Published online by Cambridge University Press: 10 January 2024
Pre-modern people referred to books differently. Three of the earliest and most important Welsh books, for instance, are named not from their contents but from the colour of their original bindings: The Black Book, The Red Book and The White Book. The two best-known medieval English authors offer a revealing contrast in the way they refer to books.
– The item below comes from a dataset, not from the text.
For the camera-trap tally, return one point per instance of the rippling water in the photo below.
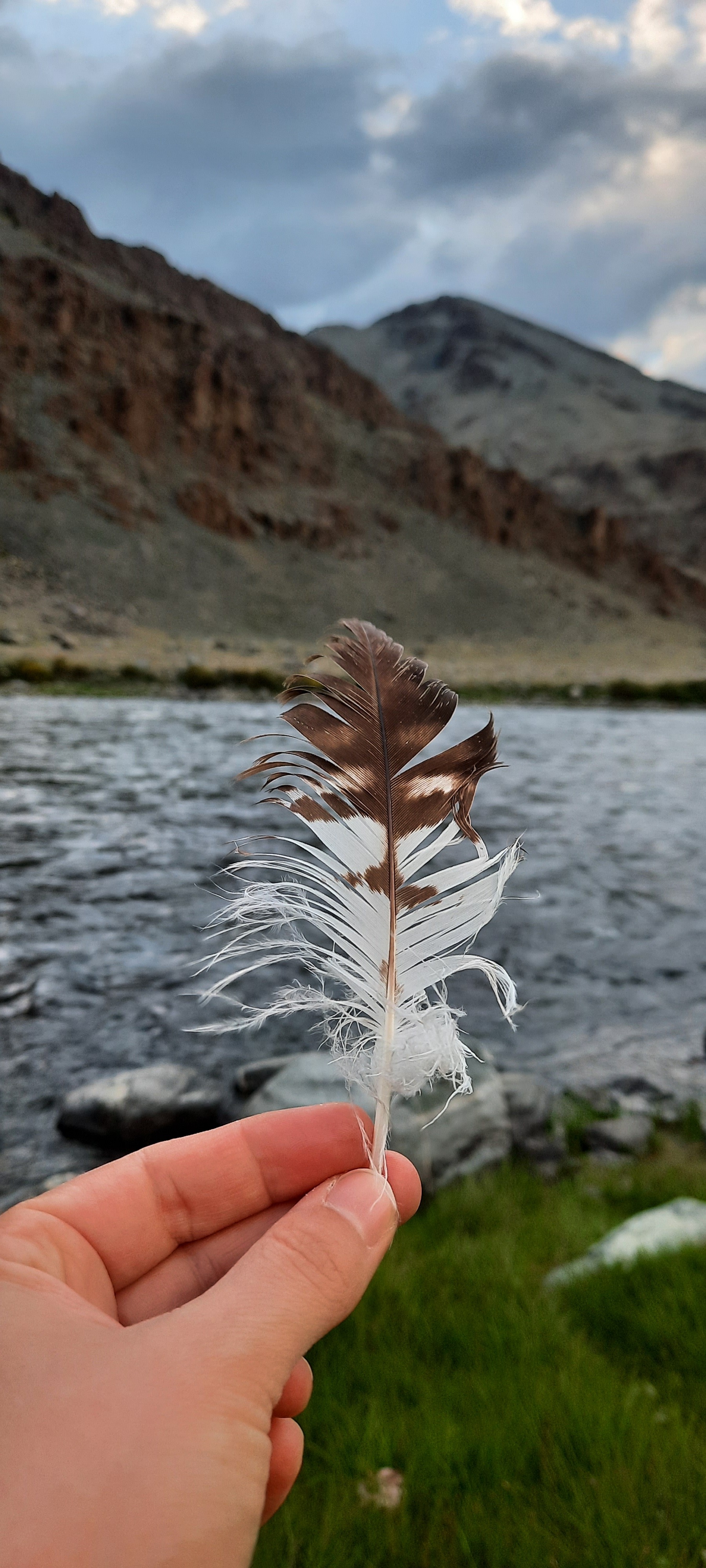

Surprisingly, the earlier of them, Geoffrey Chaucer, is much the more modern. He names many authors and books, and the way he names them makes a small difference to the nature of his fictional worlds. This can be shown just from those authors and books whose names begin with A. They do not include the major source for any of Chaucer's individual works, the first of which appears with B, which supplies Bocace, Boece and the Bretons (or are they Britons?) who may have provided the Wife of Bath with her Arthurian story. Nevertheless, the letter A supplies an abundance of authors and books.
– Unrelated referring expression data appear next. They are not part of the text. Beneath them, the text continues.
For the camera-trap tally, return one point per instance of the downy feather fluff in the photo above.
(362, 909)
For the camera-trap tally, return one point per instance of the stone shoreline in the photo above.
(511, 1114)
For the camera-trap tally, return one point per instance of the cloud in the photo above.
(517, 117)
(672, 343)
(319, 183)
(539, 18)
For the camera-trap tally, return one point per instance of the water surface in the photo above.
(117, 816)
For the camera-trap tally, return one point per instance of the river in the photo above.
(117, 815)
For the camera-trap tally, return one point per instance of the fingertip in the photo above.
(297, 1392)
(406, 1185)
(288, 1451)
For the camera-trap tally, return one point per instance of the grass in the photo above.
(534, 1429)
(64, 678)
As narrator, Chaucer speaks in one of his dream poems of a crowd so large that measuring it would be a challenge for Argus (not the hundred-eyed watchman of Greek mythology but the ninth-century Arab mathematician Abu Abdallah Muhammad ibn Musa), in another dream poem he says he is imitating Alanus's Pleynt of Kynde (Alanus de Insulis's De Planctu Naturae), and in a third he repeats an opinion from the same Alanus's Anticlaudianus and names Aristotle as a typical philosopher and Atiteris (Tityrus, from Vergil's First Eclogue) as a typical poet: BD 435–42, PF 316–8, HF 986, 759, 1227. Elsewhere he refers his audience for a fuller version of a story to the Argonautycon (Gaius Valerius Flaccus's Argonautica): LGW 1457. In well-known passages in the General Prologue, he evokes one character's knowledge of Avycen and Averrois (the eleventhand twelfth-century Arab physicians Avicenna and Averroes) and another's yearning for twenty books of Aristotle; and in one of the Tales he refers to discussions of optics by Aristotle and Alocen (the tenth-century Arab scientist Alhazen, alias Ibn al-Haitham): GP 432, 433, 295, SqT 228–35. In another work he explains how to use the astronomical tables compiled by Arsechiel (the eleventh-century Arab astronomer Ibn al Zarqali): Astr 2.45.2.